Culture

The Evolution of Shadows by Jason Quinn Malott

The Evolution of Shadows BY Jason Quinn Malott. Unbridled Books. Paperback, 272 pages. $14.
The cover of The Evolution of Shadows

Jason Quinn Malott’s debut, The Evolution of Shadows, is a devastating, often dizzying novel of returns and turnarounds. Years after war photographer Gray Banick vanishes in Bosnia, his American, English, and Bosnian friends convene in Sarajevo to solve the mystery of his disappearance, a venture that sends them traveling around the country, seeking hints of him or his remains. Malott’s characters rarely stay in a single timeframe—or a single place—for long: they slip frequently into recollections of lovers and dinners and battles past, making their experience of the present seem just as bumpy, as prone to stalling and sliding backward, as the malfunctioning car they drive across the countryside.

This latest addition to the suite of novels inspired by the Bosnian conflict generally takes a straighter tone than, for example, Aleksandar Hemon’s Lazarus Project or Sasa Stanisic’s How the Soldier Repairs the Gramophone. Where Hemon steeps sections of his book in noir, and Stanisic infuses scenes with magic realism, Malott employs a matter-of-factness that emphasizes the horrific unlikelihood of his war stories. All the while, he pulls the reader from one story to the next, from one period and place to another—from present-day Bosnia back to Kansas City, where Gray lived; from the search for Gray back to his days in the war. Creating a subtler disorientation, scenes and images recur throughout the novel, so that, for the reader as for the characters, progressing though the book means remembering: veering mentally backward to the novel’s earlier phases. A card expressing congratulations for a wedding appears three times; only the final instance, which reaches deepest into the past, explains its significance.

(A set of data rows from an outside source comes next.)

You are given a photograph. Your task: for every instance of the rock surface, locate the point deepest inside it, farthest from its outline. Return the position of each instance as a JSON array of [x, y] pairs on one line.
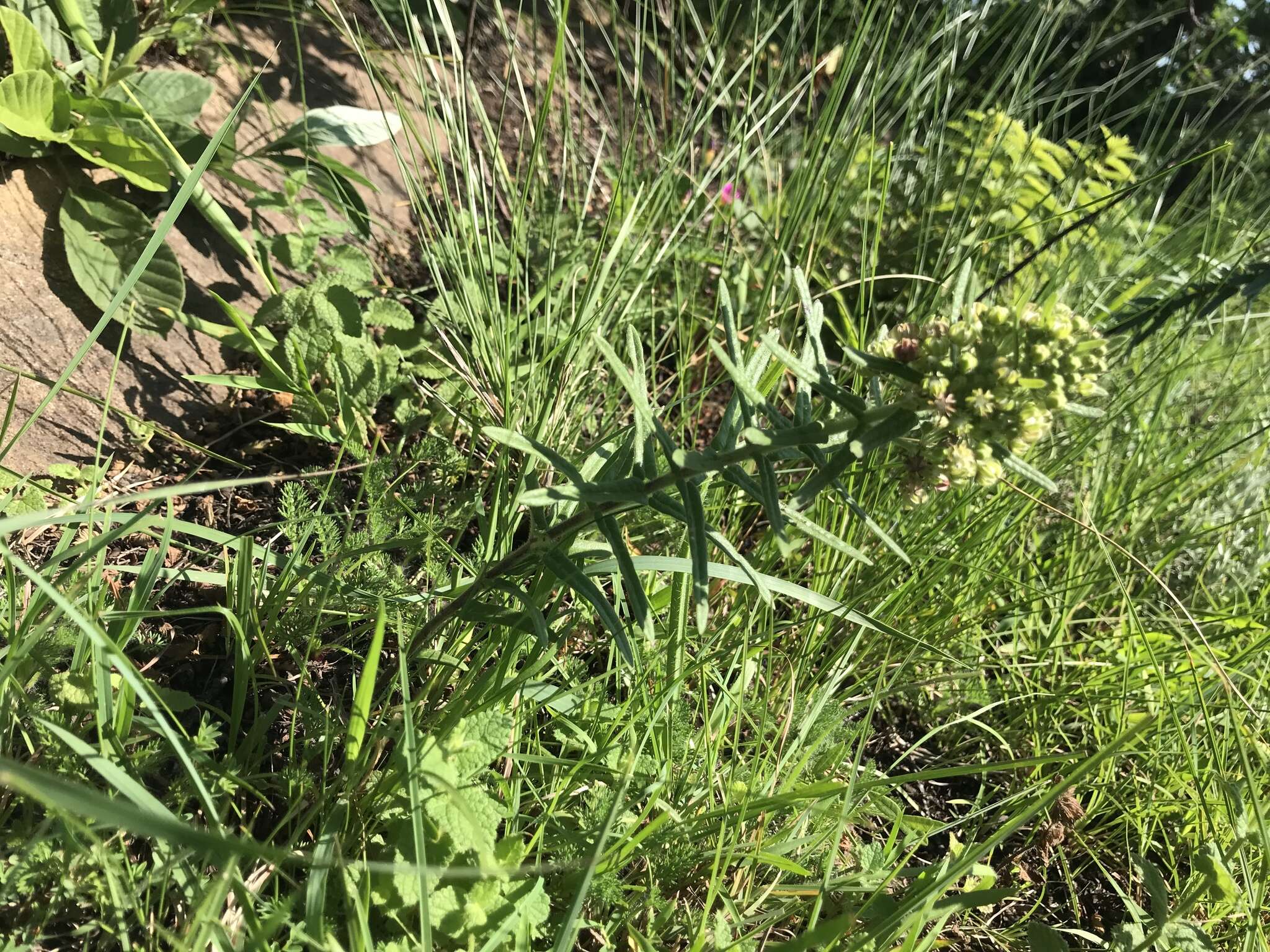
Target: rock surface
[[45, 318]]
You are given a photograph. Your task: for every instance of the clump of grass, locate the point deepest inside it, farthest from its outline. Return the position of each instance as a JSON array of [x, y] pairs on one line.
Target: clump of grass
[[541, 671]]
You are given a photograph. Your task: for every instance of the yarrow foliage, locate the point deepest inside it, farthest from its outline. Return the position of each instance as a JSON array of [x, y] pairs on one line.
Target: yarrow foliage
[[990, 385]]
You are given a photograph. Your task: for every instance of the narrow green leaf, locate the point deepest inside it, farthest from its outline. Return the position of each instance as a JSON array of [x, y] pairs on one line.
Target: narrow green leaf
[[1026, 470], [631, 584], [1212, 866], [564, 569], [1157, 890], [365, 694], [1043, 938], [699, 550]]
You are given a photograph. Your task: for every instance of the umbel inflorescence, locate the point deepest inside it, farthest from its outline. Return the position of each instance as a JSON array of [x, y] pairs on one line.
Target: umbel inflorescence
[[991, 382]]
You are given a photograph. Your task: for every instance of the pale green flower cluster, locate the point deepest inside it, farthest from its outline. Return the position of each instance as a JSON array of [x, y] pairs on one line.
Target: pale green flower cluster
[[992, 377]]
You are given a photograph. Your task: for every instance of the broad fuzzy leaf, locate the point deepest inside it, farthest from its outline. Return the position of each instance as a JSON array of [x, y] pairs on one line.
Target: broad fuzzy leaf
[[386, 312], [340, 126], [116, 150], [36, 106], [104, 238], [168, 94], [25, 46]]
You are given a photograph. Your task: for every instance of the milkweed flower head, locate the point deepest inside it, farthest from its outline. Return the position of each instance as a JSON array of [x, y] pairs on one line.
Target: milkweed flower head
[[992, 377]]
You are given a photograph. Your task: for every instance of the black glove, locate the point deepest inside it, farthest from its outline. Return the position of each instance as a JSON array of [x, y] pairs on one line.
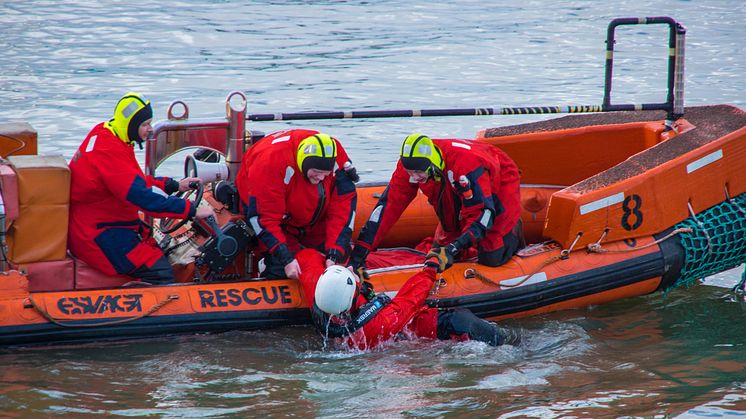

Like the story they inhabit, the characters proceed by regression, dwelling on long-ago enigmas in order to move on from them. The novel ceases its backward loops and concludes only after Lian, Gray’s ex-lover, learns his fate—only after shades of gray give way to something like surety.

That passion for certitude belongs not only to Lian: elegantly, it defines and motivates nearly every character. Lian’s husband sifts through her belongings to determine why she’s left for Sarajevo; Gray strives to uncover Serbian war crimes; the assembly of friends in Bosnia seeks his remains. Most scenes brim with scents and tastes and sounds (the word “sound” appears five times on the first page), as if sensual experience might compensate for the many intangibles haunting this book.

The novel’s most heartrending character, Stepjan—a Bosnian who lost his eyes, an arm, and mobility of his legs in the war—struggles with a world that has become not only senseless and insensible but difficult to sense. Malott’s spare style (which only occasionally drifts into melodrama) delicately depicts Stepjan’s anguish: “There are times…when he still feels everything he lost. He imagines raising his left arm to his face, expecting his own fingers to touch his lips, to see his own hands appear out of the blackness.” The novel explores splits of all kinds—between lovers, between groups of people, between past and present. Stepjan suffers for being physically split off from himself.

Malott’s explorations of divisions usually succeed: two of the friends seeking Gray belong to divorce-bound households in England and America, reflections of the festering Bosnian state. This mirroring works partly because the Bosnian war was literally domestic (one wrenching scene describes a Bosnian finding his family murdered in his home). Yet when the narrative focuses on how Lian’s Chinese-American identity influences her relationships, the Western version of conflict can feel a tepid answer to the Bosnian, a forced marriage in an otherwise coherent study of incoherence—a meditation on both the horrors of falling apart, and the arduousness of remaining in one piece.

Abigail Deutsch is a writer from New York. Her work appears in The Village Voice, n+1, and several other publications.